The O’Neill report on antimicrobial resistance in 2016 generated headlines around the world warning that once-trivial infections may become death sentences without drastic action.
Now, three years on, an update on progress has been published and concludes that there has been a worrying lack of progress on some of the critical recommendations from the original document, including the development of incentives for researching new antibiotics, vaccines and diagnostics.
The review’s main findings – 10 million deaths due to AMR per year by 2050 and an accumulated cost to the global economy of $100 trillion – continue to be widely cited.
It recommended global awareness campaigns, improved hygiene and infection control, a reduction in the use of antibiotics in agriculture, more vaccine use and R&D incentives.
In a foreword to the update, the 2016 report author – ex-Goldman Sachs economist Lord Jim O’Neill – writes that there has been encouraging progress in some areas such as a raised profile for AMR, funding for early-stage antibiotics research and the number of scientists working in this area.
What is missing however, “despite endless words”, is a firm commitment of money from governments or pharmaceutical companies, as well as the introduction of market entry rewards to encourage companies to develop new drugs.
He suspects governments may be waiting for the crisis to escalate to the point that they can justify giving large amounts of money to companies to develop drugs, and that drugmakers – despite assertions to the contrary – “find the antibiotics business increasingly unattractive [and] are simply adhering to their own risk-return calculations.”
The new update, is written by Charles Clift, senior consulting fellow at Chatham House’s Centre on Global Health Security, who writes: “it appears that the threat, in spite of many warnings, is not perceived to be sufficient to merit the exceptional policy action many consider necessary.”
He points to significant advances in reducing antibiotic use in agriculture in high-income countries, but notes this hasn’t been mirrored in less affluent countries, which have also struggled to restrict access to over-the-counter antibiotics – another key recommendation in the 2016 report.
There has been greater investment in awareness raising, but questions remain about its impact and effectiveness in changing behaviour, and poor hygiene controls in low- and mid-income countries continues to undermine messages about infection prevention and control.

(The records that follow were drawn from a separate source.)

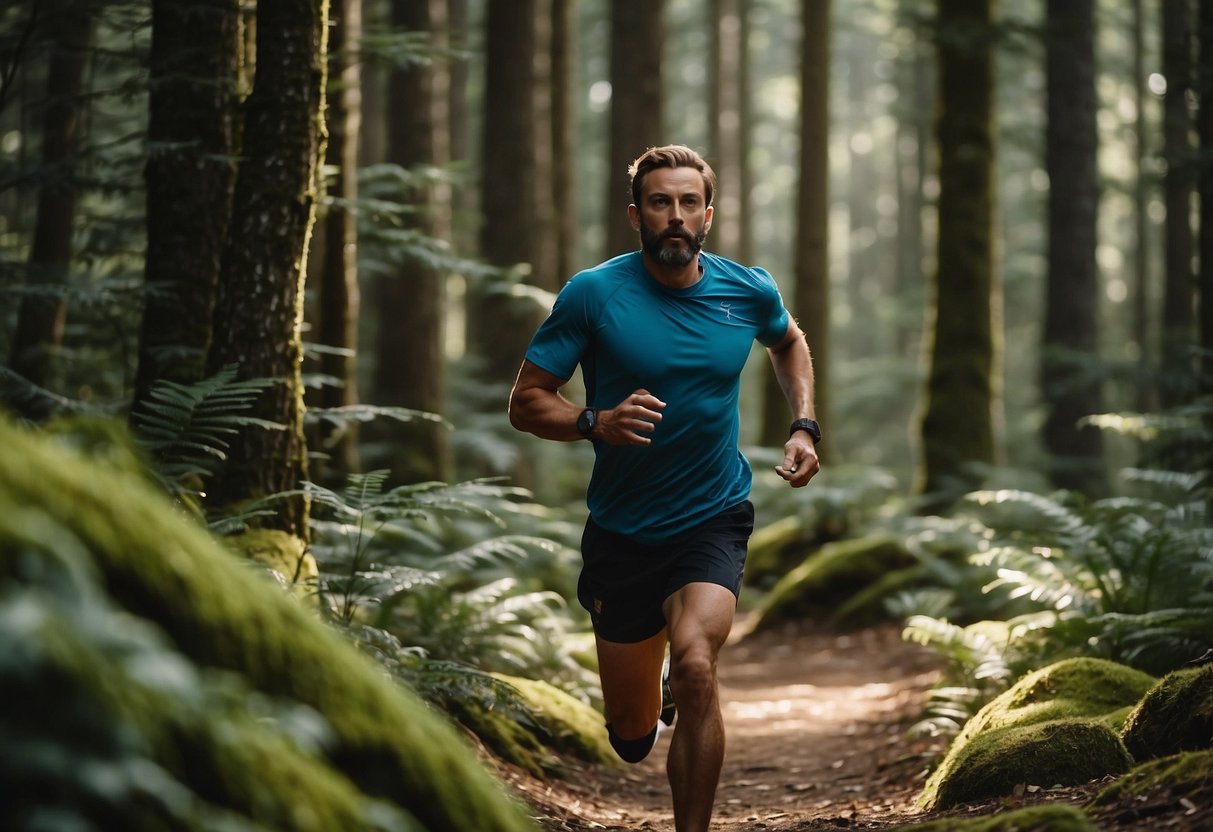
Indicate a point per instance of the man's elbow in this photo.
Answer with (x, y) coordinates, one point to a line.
(517, 411)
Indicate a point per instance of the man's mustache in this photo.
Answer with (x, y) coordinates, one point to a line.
(677, 232)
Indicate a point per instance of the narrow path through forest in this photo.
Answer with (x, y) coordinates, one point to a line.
(816, 739)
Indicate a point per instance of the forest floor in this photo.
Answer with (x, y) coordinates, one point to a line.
(816, 728)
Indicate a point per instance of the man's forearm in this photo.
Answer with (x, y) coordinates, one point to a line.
(793, 370)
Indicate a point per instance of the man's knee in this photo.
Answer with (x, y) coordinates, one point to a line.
(632, 751)
(693, 678)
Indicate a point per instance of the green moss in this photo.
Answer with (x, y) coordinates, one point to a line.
(1054, 818)
(225, 616)
(1188, 774)
(774, 550)
(1061, 752)
(830, 576)
(866, 607)
(284, 554)
(568, 724)
(1174, 716)
(1071, 699)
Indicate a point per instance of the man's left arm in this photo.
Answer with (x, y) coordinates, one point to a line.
(793, 369)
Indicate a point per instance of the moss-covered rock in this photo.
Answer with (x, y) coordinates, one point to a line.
(775, 550)
(1061, 752)
(564, 723)
(1174, 716)
(284, 554)
(1053, 818)
(1188, 774)
(58, 508)
(830, 577)
(1047, 729)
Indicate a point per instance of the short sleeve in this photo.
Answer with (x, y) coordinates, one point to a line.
(564, 336)
(774, 323)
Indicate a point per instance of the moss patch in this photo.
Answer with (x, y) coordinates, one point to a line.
(57, 507)
(567, 724)
(1047, 729)
(1061, 752)
(830, 576)
(285, 557)
(1031, 819)
(776, 548)
(1174, 716)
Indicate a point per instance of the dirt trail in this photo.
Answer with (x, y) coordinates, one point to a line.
(815, 725)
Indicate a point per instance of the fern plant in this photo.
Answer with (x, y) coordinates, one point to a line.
(187, 428)
(1127, 579)
(394, 560)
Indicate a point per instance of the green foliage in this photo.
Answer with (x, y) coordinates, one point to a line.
(432, 566)
(381, 741)
(187, 427)
(1127, 579)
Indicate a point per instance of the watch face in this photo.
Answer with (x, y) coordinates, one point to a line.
(586, 421)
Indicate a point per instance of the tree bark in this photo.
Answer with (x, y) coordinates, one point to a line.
(1070, 387)
(957, 423)
(564, 123)
(810, 298)
(724, 125)
(337, 294)
(260, 301)
(411, 309)
(500, 325)
(189, 177)
(1178, 186)
(637, 41)
(1205, 298)
(43, 312)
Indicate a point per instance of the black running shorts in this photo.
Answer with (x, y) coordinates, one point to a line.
(624, 583)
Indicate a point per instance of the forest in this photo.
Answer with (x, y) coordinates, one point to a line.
(268, 269)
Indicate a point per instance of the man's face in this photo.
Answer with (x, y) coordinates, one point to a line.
(673, 216)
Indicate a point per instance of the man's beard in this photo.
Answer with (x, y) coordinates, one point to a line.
(651, 243)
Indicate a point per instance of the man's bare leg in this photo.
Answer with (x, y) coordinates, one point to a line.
(700, 616)
(631, 682)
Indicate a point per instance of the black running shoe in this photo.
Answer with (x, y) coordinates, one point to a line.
(667, 701)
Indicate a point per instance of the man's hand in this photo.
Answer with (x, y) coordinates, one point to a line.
(799, 461)
(631, 420)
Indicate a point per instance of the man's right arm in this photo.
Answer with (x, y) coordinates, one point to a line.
(536, 406)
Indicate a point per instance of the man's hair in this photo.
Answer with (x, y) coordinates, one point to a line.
(670, 155)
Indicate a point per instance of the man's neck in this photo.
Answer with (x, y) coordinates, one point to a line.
(675, 277)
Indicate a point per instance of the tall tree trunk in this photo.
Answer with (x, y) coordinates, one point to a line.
(637, 41)
(915, 104)
(260, 302)
(43, 311)
(1179, 184)
(564, 129)
(957, 422)
(724, 124)
(810, 298)
(189, 177)
(336, 308)
(1069, 347)
(1205, 298)
(411, 308)
(500, 324)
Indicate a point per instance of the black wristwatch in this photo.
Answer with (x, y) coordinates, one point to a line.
(586, 421)
(809, 426)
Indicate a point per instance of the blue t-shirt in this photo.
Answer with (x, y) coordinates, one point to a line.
(687, 347)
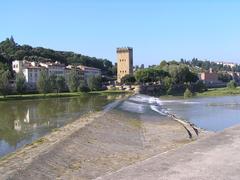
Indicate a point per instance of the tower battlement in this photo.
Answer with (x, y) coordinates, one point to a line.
(124, 62)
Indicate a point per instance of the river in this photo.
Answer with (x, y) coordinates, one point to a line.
(210, 113)
(23, 121)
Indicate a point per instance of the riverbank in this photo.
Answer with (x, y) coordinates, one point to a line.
(219, 92)
(95, 145)
(214, 157)
(59, 95)
(213, 92)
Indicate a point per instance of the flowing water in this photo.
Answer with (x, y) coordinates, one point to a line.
(210, 113)
(24, 121)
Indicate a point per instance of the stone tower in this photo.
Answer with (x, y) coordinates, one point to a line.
(124, 62)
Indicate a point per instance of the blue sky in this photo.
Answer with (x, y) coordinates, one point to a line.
(156, 29)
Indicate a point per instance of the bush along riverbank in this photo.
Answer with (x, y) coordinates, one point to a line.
(59, 95)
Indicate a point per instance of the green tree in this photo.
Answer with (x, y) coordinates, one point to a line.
(232, 84)
(4, 82)
(43, 85)
(52, 83)
(83, 88)
(94, 83)
(73, 80)
(188, 93)
(128, 79)
(60, 84)
(20, 83)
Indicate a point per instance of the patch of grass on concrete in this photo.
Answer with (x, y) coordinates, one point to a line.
(220, 92)
(135, 123)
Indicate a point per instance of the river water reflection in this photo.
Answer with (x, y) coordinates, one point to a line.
(210, 113)
(24, 121)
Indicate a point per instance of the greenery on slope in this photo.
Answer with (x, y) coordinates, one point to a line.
(10, 50)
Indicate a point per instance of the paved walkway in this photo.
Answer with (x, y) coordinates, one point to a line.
(215, 157)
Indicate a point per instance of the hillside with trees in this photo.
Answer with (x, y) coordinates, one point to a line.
(10, 50)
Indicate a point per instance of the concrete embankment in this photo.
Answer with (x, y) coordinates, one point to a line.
(95, 145)
(214, 157)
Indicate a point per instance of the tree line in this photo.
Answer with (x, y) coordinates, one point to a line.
(10, 50)
(174, 77)
(50, 84)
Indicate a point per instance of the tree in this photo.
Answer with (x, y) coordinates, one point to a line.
(232, 84)
(20, 83)
(73, 80)
(83, 88)
(60, 84)
(188, 93)
(43, 85)
(4, 82)
(52, 83)
(224, 77)
(94, 83)
(128, 79)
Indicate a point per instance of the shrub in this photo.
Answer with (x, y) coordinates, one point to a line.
(83, 88)
(188, 93)
(232, 84)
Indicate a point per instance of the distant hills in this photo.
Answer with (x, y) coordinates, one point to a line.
(10, 50)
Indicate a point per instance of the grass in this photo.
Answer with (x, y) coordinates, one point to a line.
(219, 92)
(55, 95)
(209, 93)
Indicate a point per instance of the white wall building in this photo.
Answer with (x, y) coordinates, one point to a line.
(89, 71)
(31, 70)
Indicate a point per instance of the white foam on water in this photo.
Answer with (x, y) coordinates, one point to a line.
(188, 102)
(132, 107)
(140, 98)
(155, 108)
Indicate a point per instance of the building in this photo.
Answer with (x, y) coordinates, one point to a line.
(31, 70)
(89, 71)
(124, 62)
(56, 68)
(230, 64)
(209, 77)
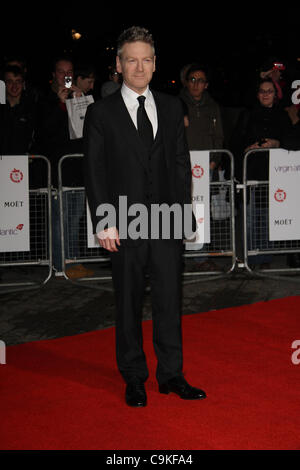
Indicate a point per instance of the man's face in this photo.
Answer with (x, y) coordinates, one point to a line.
(85, 84)
(266, 94)
(196, 84)
(137, 65)
(14, 85)
(63, 69)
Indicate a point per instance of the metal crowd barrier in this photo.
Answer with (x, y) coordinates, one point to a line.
(31, 269)
(74, 228)
(262, 256)
(74, 224)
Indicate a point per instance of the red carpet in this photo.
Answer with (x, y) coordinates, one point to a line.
(67, 393)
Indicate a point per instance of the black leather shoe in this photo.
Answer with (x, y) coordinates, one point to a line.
(180, 386)
(136, 394)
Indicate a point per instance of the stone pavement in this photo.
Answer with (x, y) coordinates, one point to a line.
(62, 308)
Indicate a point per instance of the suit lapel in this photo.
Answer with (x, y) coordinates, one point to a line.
(128, 131)
(163, 124)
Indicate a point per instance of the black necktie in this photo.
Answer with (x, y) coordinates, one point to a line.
(144, 125)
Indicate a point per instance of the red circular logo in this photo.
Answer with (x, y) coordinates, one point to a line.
(280, 195)
(16, 176)
(197, 171)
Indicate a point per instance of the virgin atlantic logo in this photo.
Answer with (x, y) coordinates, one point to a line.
(197, 171)
(280, 195)
(16, 176)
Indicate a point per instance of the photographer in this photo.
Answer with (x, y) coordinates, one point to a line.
(54, 142)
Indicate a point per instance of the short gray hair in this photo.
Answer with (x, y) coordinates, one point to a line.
(134, 34)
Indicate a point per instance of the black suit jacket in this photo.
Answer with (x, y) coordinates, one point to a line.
(114, 155)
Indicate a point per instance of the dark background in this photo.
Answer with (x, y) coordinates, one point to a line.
(233, 42)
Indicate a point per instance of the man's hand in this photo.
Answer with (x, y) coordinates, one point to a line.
(109, 239)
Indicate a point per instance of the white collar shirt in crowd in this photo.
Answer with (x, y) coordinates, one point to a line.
(130, 99)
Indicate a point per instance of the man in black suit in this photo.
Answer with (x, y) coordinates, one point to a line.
(134, 146)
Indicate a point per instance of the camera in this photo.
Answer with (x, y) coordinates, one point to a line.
(68, 82)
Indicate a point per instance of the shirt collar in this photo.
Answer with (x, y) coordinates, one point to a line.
(130, 96)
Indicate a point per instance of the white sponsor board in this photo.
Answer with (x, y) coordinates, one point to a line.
(14, 203)
(200, 198)
(284, 195)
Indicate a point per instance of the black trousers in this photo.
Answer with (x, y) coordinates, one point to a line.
(162, 260)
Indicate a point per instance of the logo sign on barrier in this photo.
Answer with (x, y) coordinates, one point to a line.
(200, 198)
(92, 239)
(284, 195)
(14, 203)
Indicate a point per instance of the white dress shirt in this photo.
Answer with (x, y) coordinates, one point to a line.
(130, 99)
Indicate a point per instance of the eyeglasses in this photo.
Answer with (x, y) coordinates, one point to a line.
(197, 80)
(266, 92)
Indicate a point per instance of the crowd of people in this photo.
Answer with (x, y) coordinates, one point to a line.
(36, 122)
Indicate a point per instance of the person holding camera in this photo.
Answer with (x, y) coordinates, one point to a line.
(54, 141)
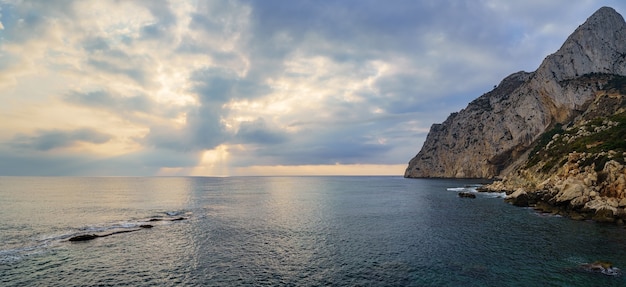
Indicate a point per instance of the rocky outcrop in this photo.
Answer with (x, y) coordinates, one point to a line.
(490, 137)
(578, 171)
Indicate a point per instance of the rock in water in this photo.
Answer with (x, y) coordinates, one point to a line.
(467, 194)
(84, 237)
(601, 267)
(489, 136)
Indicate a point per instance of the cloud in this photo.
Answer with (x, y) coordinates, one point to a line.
(258, 132)
(53, 139)
(144, 86)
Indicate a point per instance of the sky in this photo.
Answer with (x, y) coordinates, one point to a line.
(245, 88)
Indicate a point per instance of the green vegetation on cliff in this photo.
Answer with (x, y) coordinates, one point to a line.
(604, 137)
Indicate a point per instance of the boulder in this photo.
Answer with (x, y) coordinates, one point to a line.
(84, 237)
(601, 267)
(518, 198)
(467, 194)
(571, 189)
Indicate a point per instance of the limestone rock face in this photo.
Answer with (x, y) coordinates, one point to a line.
(488, 137)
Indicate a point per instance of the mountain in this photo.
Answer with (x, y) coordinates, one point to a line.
(494, 135)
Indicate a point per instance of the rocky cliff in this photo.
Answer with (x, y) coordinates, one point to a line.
(494, 134)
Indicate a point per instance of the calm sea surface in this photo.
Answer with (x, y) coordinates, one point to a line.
(294, 231)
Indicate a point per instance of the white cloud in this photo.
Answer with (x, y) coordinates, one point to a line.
(189, 88)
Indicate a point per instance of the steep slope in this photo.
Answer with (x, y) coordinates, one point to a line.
(489, 136)
(578, 170)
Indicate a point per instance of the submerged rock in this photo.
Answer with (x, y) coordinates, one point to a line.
(84, 237)
(519, 198)
(466, 194)
(601, 267)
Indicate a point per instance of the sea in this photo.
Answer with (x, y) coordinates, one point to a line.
(289, 231)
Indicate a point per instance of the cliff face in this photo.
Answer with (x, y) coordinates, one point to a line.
(489, 137)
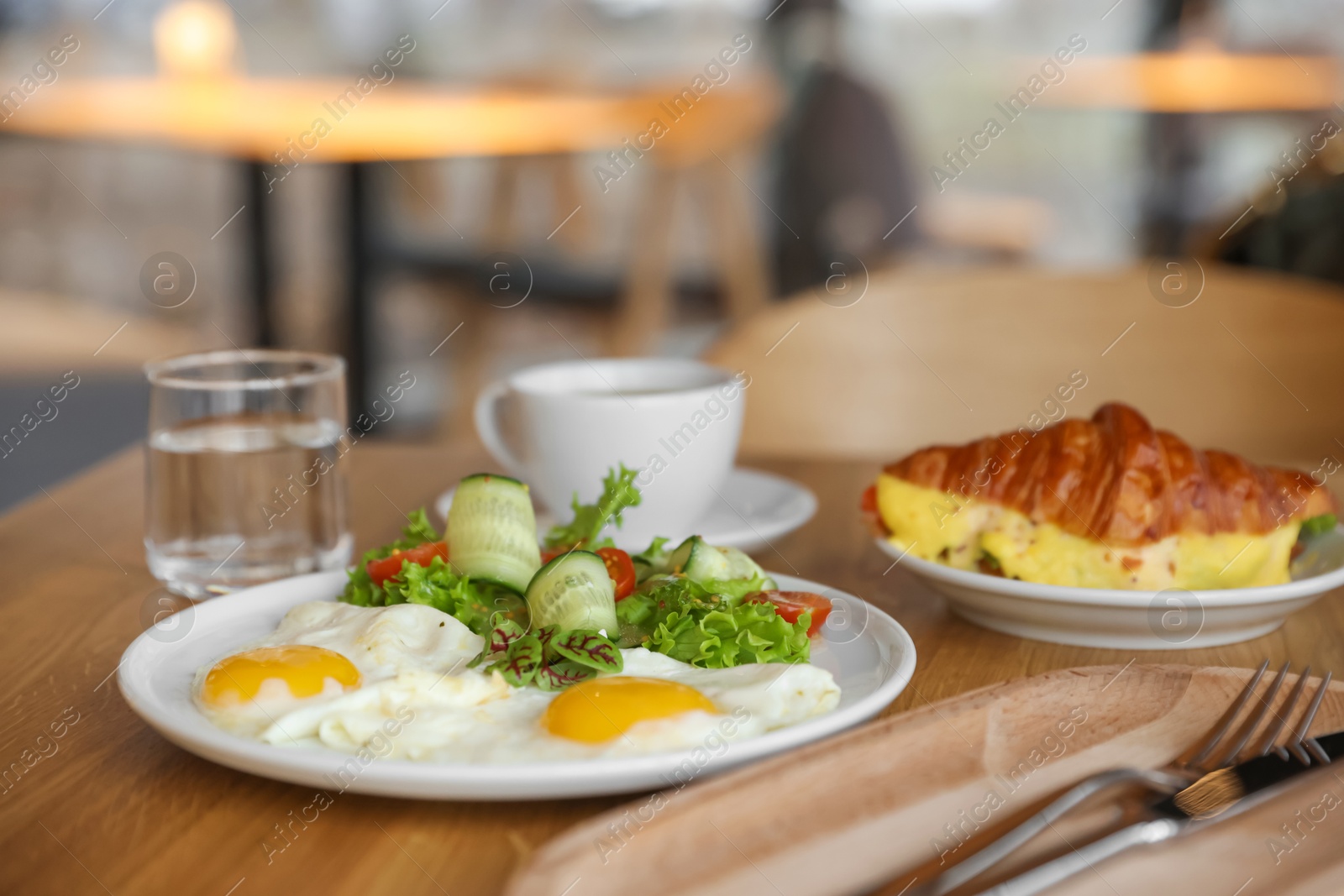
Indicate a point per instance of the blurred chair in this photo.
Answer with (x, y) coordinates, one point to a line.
(1296, 224)
(942, 355)
(49, 340)
(1001, 226)
(844, 188)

On the issue of new drug development, the update welcomes recent announcements by governments that suggest a willingness to reform the way antibiotics are paid for. For example, the UK is planning a new payment system that would see the NHS pay an upfront subscription for access to drugs – whether they are used or not – rather than paying by volume.
In the foreword, O’Neill makes additional recommendations based on developments since the original review was published.
One example is for the World Health organisation and other groups such as the United Nations to tap into social media around the world to spread the message about AMR. He also says governments should allow AMR to be cited as a cause of death on national registers.